Mr. Griffiths noted that its reappearance, even with the cover of a Cuban cargo of sugar, was bound to attract attention. He said interest in the vessel’s itinerary in recent weeks, which included a stopover in Havana, might have been heightened because of the July 3 visit to Cuba of North Korea’s top military commander, who conferred with President Raúl Castro. Cuban and North Korean news media publicized the trip.

“There are very few states where the North Korean chief of staff is welcomed for a high-level meeting,” Mr. Griffiths said.

American spy satellites regularly track North Korean vessels — but usually to stop weapons proliferation, not drugs. And as the intelligence agencies discovered several years ago, failure to monitor can lead to other lapses: the United States missed the construction of a North Korean nuclear reactor in Syria until Israeli officials brought evidence of it to Washington in 2007. Israel destroyed the reactor later that year.

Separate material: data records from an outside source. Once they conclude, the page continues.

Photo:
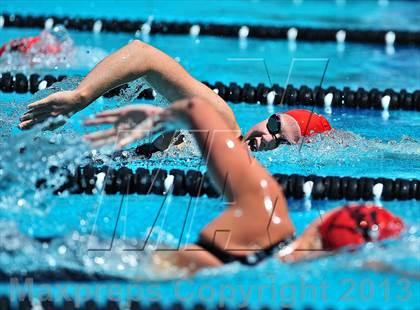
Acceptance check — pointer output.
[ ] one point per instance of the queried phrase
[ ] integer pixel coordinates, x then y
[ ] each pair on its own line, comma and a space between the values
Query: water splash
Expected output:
77, 252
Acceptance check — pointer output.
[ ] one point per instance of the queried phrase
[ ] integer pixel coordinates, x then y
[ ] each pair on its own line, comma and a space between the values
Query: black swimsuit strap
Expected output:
250, 260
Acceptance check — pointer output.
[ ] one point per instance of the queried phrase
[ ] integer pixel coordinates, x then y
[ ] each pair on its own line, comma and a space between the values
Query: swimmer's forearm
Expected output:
167, 76
128, 63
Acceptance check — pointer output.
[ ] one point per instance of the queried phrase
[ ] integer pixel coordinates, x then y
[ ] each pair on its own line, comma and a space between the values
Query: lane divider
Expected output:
262, 94
292, 33
91, 180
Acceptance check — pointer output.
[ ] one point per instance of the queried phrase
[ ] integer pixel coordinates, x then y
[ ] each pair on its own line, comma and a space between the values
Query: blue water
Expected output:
364, 145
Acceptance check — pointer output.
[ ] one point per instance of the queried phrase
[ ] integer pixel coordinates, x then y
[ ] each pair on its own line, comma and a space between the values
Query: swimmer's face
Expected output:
258, 138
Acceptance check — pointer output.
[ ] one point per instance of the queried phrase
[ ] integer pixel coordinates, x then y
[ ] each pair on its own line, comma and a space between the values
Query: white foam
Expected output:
292, 34
49, 23
307, 188
385, 102
377, 190
340, 36
42, 85
270, 97
97, 26
169, 181
390, 38
146, 28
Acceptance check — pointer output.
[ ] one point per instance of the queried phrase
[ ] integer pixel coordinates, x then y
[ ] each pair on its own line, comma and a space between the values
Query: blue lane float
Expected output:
376, 36
90, 180
260, 94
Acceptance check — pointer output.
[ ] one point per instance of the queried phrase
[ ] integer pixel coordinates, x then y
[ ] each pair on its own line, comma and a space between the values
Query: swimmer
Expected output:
170, 79
256, 224
49, 42
285, 128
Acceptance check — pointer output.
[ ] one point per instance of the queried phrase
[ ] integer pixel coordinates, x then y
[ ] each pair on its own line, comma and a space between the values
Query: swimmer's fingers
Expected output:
32, 120
40, 104
103, 142
145, 128
99, 135
113, 112
101, 120
32, 114
54, 125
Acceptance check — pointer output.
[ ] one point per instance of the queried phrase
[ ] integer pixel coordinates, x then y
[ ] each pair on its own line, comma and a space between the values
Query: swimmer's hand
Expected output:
64, 103
130, 124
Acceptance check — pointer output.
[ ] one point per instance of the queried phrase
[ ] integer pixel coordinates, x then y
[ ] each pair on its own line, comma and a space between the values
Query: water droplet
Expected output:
264, 183
230, 144
62, 249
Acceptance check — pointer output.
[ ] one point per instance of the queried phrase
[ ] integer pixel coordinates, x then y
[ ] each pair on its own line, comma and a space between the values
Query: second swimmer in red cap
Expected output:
285, 128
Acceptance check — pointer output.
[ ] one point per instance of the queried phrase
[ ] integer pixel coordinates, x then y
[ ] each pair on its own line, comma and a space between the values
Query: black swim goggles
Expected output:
274, 124
274, 128
362, 225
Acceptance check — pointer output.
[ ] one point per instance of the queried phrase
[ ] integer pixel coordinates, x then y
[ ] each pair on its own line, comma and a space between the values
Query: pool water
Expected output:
364, 144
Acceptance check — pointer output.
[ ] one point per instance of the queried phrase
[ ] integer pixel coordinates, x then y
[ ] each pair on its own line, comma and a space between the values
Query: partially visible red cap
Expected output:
310, 123
358, 224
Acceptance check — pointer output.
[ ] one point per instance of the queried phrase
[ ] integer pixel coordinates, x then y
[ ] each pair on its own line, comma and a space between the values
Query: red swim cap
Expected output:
24, 45
358, 224
309, 122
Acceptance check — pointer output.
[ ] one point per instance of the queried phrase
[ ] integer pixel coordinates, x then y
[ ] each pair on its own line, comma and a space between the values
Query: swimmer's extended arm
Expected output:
134, 60
257, 215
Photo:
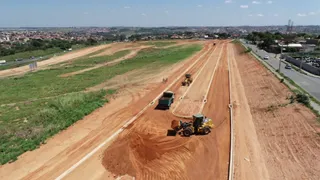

Matthew Godsey, editor of the Risk Report, a publication of the Wisconsin Project on Nuclear Arms Control, a proliferation research group in Washington that follows North Korean behavior, said the Chong Chon Gang might have also been able to travel in the region undetected in the past by turning off its satellite transponder, used by tracking services to monitor vessels for their own safety.

“I think North Korean vessels have been known to do that,” he said. “It’s dangerous, but when you’re carrying dangerous stuff it can happen. When you have a captain willing to kill himself, it wouldn’t surprise me.”

Mr. Martinelli and other Panamanian officials said the vessel’s 35 crew members were taken into custody on Sunday after they violently resisted efforts to redirect the vessel to the Panamanian port of Manzanillo, at the Atlantic end of the canal. He did not explain how the captain sought to commit suicide, and the captain’s condition was unknown.

José Raúl Mulino, Panama’s minister of security, said in a telephone interview that the entire crew had been detained at a naval base after committing what he called an act of “rebellion and sabotage” in trying to resist the boarding of the vessel. It was unclear whether they would face criminal prosecution or be sent back to North Korea.

Mr. Mulino said that the suspect cargo was hidden in two containers behind the sugar, and that all 220,000 to 230,000 sugar sacks aboard would be removed before the ship could be completely investigated. The process can take a while, he said, because the crew had disabled the unloading cranes, forcing the Panamanians to remove the bags by hand.

Reporting was contributed by Anne-Sophie Bolon from London; Raphael Minder from Paris; Gerry Mullany from Hong Kong; Choe Sang-hun from Seoul, South Korea; and Karla Zabludovsky from Mexico City.